Many of the flats in new builds in previously undesirable areas are dormant. They are dormant, yet unavailable due to their acquisition by foreign buyers who have no desire to live in these homes but simply buy them as an investment - essentially an ISA account. This is not an objection to the acquisition of property but the posing of a further provocation: How can anyone feel comfortable with our capital steadily turning into a ghost town and a steady lack of homes for its dwellers to live in?

The lack of ‘affordable housing’, a term which is relative does one thing, it pushes us ALL further out of the city. First and second generation born brits, immigrants, economic migrants and even the 'indigenous' populations and communities are at risk of this displacement. It is with this in mind that we must consider what the value of the city will be and where all of its allure excitement will generate from, if, when one visits the people who have been instrumental in creating its ‘vibe’ are no longer able to do so?

Growing up in London I have always loved and appreciated that we all live harmoniously (to some extent) amongst one another supporting the notion of the ‘melting pot’. This integration is demonstrated through the absorption of language which we often see imbedded into youth culture and often permeate into mainstream culture.
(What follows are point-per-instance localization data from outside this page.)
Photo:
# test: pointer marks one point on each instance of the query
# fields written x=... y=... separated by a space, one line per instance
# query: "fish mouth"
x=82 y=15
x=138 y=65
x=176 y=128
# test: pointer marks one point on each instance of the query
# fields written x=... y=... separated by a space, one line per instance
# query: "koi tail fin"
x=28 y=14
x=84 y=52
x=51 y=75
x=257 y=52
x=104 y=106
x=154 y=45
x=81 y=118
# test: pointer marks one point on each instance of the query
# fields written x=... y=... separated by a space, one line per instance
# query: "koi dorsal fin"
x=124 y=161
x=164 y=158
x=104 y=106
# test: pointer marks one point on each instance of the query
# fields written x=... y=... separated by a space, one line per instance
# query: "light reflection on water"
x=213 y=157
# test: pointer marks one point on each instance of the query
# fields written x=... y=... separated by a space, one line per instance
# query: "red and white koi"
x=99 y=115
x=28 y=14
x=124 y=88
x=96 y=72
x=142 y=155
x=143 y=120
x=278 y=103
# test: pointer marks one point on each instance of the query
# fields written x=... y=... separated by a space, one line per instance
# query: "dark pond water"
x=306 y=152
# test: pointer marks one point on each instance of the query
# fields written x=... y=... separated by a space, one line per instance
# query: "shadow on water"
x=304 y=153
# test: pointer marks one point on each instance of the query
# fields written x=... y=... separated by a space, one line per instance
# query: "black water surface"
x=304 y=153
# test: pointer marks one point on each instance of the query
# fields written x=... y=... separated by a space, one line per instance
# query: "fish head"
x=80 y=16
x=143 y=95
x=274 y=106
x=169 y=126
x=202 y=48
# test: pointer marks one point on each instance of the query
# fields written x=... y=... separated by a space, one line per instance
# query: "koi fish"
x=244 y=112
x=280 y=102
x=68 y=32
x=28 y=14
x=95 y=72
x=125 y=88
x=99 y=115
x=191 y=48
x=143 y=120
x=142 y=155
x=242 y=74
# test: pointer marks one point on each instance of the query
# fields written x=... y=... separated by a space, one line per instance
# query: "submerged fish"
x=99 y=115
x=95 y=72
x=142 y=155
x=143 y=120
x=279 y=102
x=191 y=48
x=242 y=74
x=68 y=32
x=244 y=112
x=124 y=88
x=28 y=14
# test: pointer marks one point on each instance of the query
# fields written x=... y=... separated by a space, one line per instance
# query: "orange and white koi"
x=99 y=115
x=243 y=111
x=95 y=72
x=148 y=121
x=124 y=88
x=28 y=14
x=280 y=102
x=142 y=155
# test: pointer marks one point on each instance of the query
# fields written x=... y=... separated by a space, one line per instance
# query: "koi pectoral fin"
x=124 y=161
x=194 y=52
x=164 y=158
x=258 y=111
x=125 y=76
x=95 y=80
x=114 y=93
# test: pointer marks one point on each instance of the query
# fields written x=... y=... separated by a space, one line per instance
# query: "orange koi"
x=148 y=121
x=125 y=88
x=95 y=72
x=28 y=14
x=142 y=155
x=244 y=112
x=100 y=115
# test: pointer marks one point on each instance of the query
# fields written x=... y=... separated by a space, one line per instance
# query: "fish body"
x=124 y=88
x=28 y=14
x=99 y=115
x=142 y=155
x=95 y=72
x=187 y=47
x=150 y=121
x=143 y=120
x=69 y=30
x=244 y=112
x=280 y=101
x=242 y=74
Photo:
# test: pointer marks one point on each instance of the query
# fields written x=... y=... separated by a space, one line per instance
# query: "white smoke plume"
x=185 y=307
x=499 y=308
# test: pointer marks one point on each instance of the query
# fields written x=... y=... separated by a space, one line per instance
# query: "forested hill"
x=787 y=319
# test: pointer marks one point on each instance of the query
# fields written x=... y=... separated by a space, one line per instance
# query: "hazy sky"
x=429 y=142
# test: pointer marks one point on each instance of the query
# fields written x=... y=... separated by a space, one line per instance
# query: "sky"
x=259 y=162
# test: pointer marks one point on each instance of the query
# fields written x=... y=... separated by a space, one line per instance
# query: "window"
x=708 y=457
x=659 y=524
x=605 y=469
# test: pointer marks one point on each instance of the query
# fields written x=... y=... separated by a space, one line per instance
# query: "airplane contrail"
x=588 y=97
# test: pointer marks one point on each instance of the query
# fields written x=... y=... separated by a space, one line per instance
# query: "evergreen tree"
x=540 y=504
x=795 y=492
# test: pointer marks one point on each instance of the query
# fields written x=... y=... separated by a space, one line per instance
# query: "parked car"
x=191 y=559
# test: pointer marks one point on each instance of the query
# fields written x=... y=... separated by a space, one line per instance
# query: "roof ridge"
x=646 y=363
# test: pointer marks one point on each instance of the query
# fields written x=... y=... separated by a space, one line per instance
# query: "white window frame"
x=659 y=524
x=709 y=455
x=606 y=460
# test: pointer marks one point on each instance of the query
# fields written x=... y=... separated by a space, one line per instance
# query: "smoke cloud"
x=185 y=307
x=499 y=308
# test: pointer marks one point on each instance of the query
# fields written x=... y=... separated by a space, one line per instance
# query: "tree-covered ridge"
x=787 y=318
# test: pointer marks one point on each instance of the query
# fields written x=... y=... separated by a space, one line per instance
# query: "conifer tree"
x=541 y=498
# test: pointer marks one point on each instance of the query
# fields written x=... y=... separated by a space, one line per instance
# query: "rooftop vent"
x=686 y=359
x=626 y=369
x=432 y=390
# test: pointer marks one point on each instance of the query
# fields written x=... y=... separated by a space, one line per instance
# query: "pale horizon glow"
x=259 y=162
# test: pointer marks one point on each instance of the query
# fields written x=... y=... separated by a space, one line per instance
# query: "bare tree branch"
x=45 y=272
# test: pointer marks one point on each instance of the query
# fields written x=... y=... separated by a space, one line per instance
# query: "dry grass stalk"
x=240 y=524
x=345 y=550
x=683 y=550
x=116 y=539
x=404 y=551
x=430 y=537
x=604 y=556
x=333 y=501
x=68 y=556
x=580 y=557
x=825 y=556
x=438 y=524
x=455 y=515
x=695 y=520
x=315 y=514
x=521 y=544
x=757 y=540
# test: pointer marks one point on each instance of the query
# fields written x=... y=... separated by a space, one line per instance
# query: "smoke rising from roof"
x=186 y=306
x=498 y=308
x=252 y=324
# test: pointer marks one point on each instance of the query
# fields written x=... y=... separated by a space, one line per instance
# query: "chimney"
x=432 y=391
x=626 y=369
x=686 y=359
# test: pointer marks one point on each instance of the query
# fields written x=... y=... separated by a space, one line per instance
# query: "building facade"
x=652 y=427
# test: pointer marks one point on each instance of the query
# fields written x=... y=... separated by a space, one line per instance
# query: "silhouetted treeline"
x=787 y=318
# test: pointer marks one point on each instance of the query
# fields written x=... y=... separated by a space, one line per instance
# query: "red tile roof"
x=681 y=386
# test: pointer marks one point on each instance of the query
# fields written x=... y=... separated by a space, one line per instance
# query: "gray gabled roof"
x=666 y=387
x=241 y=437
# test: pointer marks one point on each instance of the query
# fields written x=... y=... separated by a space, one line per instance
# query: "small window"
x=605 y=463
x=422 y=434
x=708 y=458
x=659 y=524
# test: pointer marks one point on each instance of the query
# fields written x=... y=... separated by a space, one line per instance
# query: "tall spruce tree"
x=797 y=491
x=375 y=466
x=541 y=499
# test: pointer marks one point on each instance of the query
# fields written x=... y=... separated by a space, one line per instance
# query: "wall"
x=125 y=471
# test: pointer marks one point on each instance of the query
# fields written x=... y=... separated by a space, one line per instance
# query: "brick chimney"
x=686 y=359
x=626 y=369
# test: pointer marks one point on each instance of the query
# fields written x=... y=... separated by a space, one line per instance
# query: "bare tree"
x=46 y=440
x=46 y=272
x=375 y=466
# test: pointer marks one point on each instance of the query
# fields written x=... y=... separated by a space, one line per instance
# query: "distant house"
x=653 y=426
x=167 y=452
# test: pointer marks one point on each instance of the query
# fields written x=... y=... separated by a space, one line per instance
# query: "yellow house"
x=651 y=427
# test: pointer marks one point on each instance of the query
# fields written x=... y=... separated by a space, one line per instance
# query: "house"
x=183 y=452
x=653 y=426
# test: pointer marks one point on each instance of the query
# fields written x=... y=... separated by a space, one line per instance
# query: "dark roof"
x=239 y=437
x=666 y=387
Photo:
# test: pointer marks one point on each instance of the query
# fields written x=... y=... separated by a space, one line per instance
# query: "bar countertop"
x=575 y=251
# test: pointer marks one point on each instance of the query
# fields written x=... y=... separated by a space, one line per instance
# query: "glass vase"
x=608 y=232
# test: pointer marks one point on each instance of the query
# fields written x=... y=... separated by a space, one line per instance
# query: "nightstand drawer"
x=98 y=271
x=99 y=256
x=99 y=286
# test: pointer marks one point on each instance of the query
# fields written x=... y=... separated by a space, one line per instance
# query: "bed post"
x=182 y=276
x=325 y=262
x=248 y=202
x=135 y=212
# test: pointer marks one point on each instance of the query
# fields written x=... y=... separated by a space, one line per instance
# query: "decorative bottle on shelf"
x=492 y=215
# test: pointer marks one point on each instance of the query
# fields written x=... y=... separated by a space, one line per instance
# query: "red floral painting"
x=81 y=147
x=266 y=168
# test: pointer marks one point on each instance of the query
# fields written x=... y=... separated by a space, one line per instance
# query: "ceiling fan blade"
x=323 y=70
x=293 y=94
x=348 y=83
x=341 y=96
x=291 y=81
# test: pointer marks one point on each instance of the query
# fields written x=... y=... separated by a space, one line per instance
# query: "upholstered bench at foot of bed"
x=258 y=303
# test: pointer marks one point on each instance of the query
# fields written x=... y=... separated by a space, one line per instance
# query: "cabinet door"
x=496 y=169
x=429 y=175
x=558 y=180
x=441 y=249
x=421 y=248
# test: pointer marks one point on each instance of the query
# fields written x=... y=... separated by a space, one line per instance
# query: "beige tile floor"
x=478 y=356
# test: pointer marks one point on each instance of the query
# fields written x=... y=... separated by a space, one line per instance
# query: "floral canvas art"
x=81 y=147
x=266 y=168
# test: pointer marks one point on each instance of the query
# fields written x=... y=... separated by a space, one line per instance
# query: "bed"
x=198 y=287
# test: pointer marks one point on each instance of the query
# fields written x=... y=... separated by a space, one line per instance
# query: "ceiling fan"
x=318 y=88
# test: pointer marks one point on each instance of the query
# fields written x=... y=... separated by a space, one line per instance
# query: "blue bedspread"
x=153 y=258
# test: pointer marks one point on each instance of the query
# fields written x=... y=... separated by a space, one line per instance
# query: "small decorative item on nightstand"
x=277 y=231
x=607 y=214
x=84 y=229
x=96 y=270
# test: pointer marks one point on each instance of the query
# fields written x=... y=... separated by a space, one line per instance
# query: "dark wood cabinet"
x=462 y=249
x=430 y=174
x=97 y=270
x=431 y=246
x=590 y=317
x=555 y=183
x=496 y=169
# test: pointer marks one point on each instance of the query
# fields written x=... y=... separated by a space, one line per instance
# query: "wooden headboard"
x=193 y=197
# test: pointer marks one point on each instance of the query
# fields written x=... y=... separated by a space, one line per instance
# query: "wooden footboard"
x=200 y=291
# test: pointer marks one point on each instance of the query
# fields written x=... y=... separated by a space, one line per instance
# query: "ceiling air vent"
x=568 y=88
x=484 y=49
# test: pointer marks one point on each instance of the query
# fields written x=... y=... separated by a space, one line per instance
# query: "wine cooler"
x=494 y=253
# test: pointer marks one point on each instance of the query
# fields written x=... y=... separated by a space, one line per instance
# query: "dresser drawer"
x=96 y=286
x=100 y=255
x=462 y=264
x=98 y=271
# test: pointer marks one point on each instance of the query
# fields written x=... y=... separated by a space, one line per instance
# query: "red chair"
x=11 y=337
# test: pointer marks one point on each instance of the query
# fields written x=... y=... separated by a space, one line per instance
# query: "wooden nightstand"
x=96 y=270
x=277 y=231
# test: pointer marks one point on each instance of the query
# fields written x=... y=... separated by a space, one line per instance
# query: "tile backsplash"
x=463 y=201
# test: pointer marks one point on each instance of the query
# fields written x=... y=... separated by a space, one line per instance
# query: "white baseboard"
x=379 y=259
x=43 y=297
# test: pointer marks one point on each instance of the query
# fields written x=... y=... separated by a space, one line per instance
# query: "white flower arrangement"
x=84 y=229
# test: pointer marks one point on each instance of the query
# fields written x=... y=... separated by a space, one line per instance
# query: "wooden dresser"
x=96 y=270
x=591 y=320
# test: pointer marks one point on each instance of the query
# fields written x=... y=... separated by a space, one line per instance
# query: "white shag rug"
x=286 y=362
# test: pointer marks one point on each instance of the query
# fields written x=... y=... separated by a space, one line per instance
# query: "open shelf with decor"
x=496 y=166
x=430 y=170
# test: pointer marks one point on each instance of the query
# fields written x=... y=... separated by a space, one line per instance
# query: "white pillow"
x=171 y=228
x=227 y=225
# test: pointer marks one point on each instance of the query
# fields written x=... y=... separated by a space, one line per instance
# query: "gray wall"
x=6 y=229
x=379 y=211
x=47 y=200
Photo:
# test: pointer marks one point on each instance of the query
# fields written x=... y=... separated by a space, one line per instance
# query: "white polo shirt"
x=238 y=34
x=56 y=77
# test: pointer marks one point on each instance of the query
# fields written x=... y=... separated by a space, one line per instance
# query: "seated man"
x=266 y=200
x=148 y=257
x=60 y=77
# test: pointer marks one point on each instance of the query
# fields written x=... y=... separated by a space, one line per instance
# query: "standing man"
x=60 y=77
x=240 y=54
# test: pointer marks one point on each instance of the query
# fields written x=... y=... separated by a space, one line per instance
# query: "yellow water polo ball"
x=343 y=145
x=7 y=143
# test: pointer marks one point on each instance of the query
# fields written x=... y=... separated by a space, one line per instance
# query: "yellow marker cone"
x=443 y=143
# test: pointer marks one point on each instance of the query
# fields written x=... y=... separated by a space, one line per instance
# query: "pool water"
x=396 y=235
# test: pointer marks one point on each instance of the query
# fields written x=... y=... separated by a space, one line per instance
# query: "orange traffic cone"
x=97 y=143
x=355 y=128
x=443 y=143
Our friends teach us words and phrases belonging distinctly to their mother tongues, we pick words up from shop keepers, waiters and people we meet in everyday situations. These influences even filter through into our cooking at home, an act which is so personal and culturally specific. Food can offer an entry point into understanding other cultures and a space for exchanges about experiences which can lead to the creation of fusions in the form of dishes and values.

We have a long way to go in terms of social cohesion as there are many problems to deal with, including a never-ending cycle of and often unnecessary moral panic, but within this, we must acknowledge that our beautiful melting pot is under threat. It seems that it is time for a call to action, a period in which we should band together, talk to local MPs, vote for change and most importantly engage with our local communities to action the change that we would like to see.